But a tower that's the equivalent of 10 stories high?
"What are they trying to prove?" said Stuart Peacock, a lawyer who resides around the corner, his narrowing eyes punctuating his disgust. "It's too much."
Gloria Eblan, a software engineer who lives across from the property, at 16th and Emerson streets NW, envisions the kind of raucousness associated with a throbbing nightclub, not a church. She insists that a jackhammer-thumping construction project, followed by a weekly parade of chattering congregants will disturb her ever-precious peace.
"I don't want to come off as the anti-Christ, because I'm not. I just have my apprehensions," said Eblan, a crucifix around her neck. "The noise is going to drive me crazy. We're just trying to live our lives."
Dozens of homeowners have expressed opposition to the new church with lawn signs that read, "Too Big, Too Much, Too Many." And the Mormons are finding little support from the neighborhood's clergy, including one pastor who said his objection is rooted not in architecture, but theology.
"They don't accept Jesus as the Messiah; they accept him as the prophet," said Edward Wilson, pastor at Church of Christ, a block from the Mormon site. "It's wrong, I disagree with it, and I wouldn't want them in the neighborhood."
Mormon leaders have been surprised by the opposition, in part because so many churches are located there.
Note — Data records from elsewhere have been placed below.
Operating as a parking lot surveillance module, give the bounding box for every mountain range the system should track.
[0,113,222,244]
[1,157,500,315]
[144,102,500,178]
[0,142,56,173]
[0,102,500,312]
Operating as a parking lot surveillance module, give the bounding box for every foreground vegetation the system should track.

But they said they're confident that their reception will improve once they build their two-story brick church, which will host two Sunday services and seat 240. The church will offer underground and aboveground parking, which the Mormons promise will minimize the congregation's affect on the neighborhood.
As for the steeple's height, they said it is a stylistic flourish necessary for an attractive church. "If you take out the steeple, it looks like a big home," said Jeffrey Holmstead, an environmental lawyer who serves as first counselor for the Mormons' Washington stake. "We want something that will be a credit to our church and the community."